Work Begins on Indonesia’s First and Southeast Asia’s Largest Floating PV Project

published: 2021-08-30 9:30 | editor: | category: News

Reuters and other news agencies reported on August 3 that construction has commenced for the 145MW Cirata floating PV power plant in Indonesia. This project was formally given the go ahead after the Indonesian public utility Perusahaan Listrik Negara (PLN) and UAE-based renewable energy developer Masdar had agreed on the terms of financing. Masdar already signed the PPA for the project with PLN in January 2020. The Cirata floating PV power plant represents the company’s first venture in the Southeast Asian market.

Indonesia’s renewable energy targets are 23% by 2025, 31% by 2030, and net-zero emissions by 2060. An earlier study from the International Renewable Energy Agency (IRENA) claimed that besides reducing air pollution and limiting the effects of climate change, Indonesia could save around US$51.7 billion annually by switching to renewable energies for electricity generation.

Zulkifli Zaini, CEO of PLN, said that construction can immediately begin following the financial close; and with the contributions from all parties involved, the project is expected to be completed on schedule. It should be noted that the Cirata floating PV power plant is not only an important part of Masdar’s global expansion strategy but also a key item in the strategic cooperation between the UAE and Indonesia.

As the project name indicates, the floating PV power plant is located at the Cirata Reservoir in West Java. Once completed, the plant will span an area of 225ha and probably be the largest of its kind in Southeast Asia. The project is also the first of its kind in Indonesia. Masdar is working with PT Pembangkitan Jawa-Bali (PT PJB), a joint venture that it formed with PLN. The plant is set to enter commercial operation in November 2022.

In a separate notice, Masdar said that the financing of the project was arranged through Sumitomo Mitsui Banking Corp., Société Générale, and Standard Charter Bank. The notice also indicated that the construction of the plant has already begun.

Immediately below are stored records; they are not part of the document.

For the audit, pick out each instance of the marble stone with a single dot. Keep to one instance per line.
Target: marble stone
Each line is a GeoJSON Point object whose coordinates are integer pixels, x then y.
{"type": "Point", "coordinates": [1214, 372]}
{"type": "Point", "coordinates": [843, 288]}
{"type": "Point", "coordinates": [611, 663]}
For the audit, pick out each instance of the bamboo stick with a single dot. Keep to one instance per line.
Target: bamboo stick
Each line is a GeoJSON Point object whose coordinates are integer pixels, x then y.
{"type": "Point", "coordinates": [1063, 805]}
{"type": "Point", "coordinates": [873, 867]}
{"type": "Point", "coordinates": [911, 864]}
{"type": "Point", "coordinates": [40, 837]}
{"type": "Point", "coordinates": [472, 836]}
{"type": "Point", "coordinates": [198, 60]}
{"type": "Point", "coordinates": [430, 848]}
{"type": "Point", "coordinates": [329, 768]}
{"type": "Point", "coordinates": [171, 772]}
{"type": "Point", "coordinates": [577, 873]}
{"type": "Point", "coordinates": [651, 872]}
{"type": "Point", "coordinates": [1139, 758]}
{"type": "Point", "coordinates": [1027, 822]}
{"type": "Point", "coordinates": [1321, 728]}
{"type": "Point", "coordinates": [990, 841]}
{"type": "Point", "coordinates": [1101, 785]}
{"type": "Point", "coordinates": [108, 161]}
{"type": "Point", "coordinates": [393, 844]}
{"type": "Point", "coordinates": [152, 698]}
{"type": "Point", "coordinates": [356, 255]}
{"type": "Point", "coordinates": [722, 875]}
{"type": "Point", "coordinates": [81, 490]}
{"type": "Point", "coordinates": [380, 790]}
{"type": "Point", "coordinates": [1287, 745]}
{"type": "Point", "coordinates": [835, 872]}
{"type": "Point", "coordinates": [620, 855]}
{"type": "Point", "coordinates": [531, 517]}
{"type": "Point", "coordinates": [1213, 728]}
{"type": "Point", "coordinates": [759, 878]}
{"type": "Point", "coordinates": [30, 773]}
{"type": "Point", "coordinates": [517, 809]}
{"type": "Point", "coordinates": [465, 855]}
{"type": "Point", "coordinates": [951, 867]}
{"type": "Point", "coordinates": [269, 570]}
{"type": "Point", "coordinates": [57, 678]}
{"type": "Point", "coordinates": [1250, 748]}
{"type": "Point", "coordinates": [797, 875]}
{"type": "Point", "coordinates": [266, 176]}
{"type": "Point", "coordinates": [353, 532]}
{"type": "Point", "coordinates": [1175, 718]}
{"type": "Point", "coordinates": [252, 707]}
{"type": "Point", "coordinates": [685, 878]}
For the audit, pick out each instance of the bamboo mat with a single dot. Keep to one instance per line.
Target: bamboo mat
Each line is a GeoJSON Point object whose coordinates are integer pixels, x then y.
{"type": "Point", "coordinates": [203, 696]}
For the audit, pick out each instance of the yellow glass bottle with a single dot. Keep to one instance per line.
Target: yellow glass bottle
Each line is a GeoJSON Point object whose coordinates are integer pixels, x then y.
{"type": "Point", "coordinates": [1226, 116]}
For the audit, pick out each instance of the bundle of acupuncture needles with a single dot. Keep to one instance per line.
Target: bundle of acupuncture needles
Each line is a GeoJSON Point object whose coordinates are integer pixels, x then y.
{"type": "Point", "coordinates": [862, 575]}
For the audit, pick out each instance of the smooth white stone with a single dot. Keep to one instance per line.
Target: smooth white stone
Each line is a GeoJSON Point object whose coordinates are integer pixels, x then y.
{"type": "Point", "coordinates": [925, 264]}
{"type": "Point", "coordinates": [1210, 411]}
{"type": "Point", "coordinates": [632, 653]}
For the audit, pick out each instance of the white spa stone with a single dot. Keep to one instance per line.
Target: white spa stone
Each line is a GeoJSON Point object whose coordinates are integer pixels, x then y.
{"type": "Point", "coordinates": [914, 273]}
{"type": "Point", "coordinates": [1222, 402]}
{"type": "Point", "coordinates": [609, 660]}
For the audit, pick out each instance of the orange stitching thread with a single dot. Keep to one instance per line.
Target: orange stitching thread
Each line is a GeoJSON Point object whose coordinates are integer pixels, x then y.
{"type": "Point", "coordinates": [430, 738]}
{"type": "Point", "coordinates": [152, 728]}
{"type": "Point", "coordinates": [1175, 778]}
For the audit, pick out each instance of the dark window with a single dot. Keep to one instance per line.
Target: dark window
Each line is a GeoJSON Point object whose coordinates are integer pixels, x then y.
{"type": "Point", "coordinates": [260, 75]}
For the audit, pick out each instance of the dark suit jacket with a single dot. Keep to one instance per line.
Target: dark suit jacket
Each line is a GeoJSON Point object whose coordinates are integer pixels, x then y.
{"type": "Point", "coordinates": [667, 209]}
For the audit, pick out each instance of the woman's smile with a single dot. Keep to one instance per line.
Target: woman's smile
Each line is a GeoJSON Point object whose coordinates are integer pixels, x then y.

Indonesia is made up of thousands of densely populated islands, so it lacks land for accommodating ground-mounted PV power plants. Fortunately, the archipelago has many natural lakes and reservoirs. These places are therefore suitable for the deployment of floating PV systems, thereby avoiding the competition for land with housing, agriculture, and industry. Reuters reported that PLN plans to gradually decommission its coal-fired power plants that currently meet around 60% of the country’s energy demand.